Cape Town - Liberty Holdings [JSE:LBH] reported a 4% rise in group normalised headline earnings to R4 128m in its full-year results to end-December 2015 on Friday.
"Liberty Holdings Limited has produced solid results for the year ended December 31 2015, supported by good growth in operating earnings from individual arrangements, Liberty Corporate and LibFin markets, driven by positive net customer cash flows, good cash generation from the insurance book and efficient capital management," the company said in a statement.
The headline earnings boost represents 7% growth in normalised operating earnings and a 2% drop in earnings from LibFin Investments – Shareholder Investment Portfolio.
Headline earnings from the group’s South African retail insurance operations were 11% up on the prior year to R1 869m. The main contributors to the positive earnings performance were returns on a higher asset base together with ongoing positive persistency and risk variances.
Net customer cash flows were positive at R7.8bn (including the Gateway LISP). However, thanks to the challenging consumer environment, indexed new business sales showed marginal growth at 1% over 2014, with risk sales volumes most impacted.
Liberty Corporate's earnings of R219m showed a 29% rise from 2014."The strong increase in earnings was attributable to good underwriting experience, higher fee income and lower new business strain following significantly lower large single premium liability driven solutions business," said Liberty.
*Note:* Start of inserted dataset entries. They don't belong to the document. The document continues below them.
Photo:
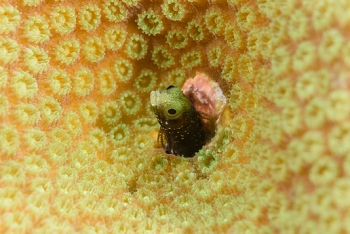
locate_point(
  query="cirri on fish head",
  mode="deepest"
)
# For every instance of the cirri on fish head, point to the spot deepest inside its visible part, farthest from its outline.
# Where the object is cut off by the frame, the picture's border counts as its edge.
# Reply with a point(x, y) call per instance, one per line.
point(181, 128)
Indexed new business of R790m was down 34% on the prior period, with net cash outflows of R891m.
Liberty Africa Insurance earnings of R25m were below the prior year of R59m, showing the negative impact of poor East African investment market performance in both the long-and short-term insurance businesses.
While earnings from the life insurance operations were slightly up on 2014, the short-term insurance business was impacted by high claims on the retail motor book and tax legislation changes. Indexed new business in the life businesses was 39% up at R304m following significant contributions from Zambia, Namibia, Uganda, Botswana and Kenya.
The value of new business was up 67% to R45m, with the increase in new business margin to 6.6% supported by sales of higher margin products. Liberty said it is evaluating business opportunities for acquisitions throughout sub-Saharan Africa.
Liberty’s share of Liberty Health’s headline loss reduced significantly to R19m from on the previous year (2014: R30m). Results were assisted by good contributions from the risk business, aided by rand weakness which offset the underperformance in the South African administration business due to lower growth in the serviced medical aid schemes.
Effective August 1 2015, Liberty acquired the remaining non-controlling interest in Total Health Trust Limited in Nigeria for R142m.
CEO Thabo Dloti said: “As a group we... remain actively focused on adapting our business model to accommodate a number of significant regulatory developments while increasing our responsiveness to opportunities in our chosen markets.”
Liberty Holdings shares were up 7.35% at 11:00, trading at R122.70.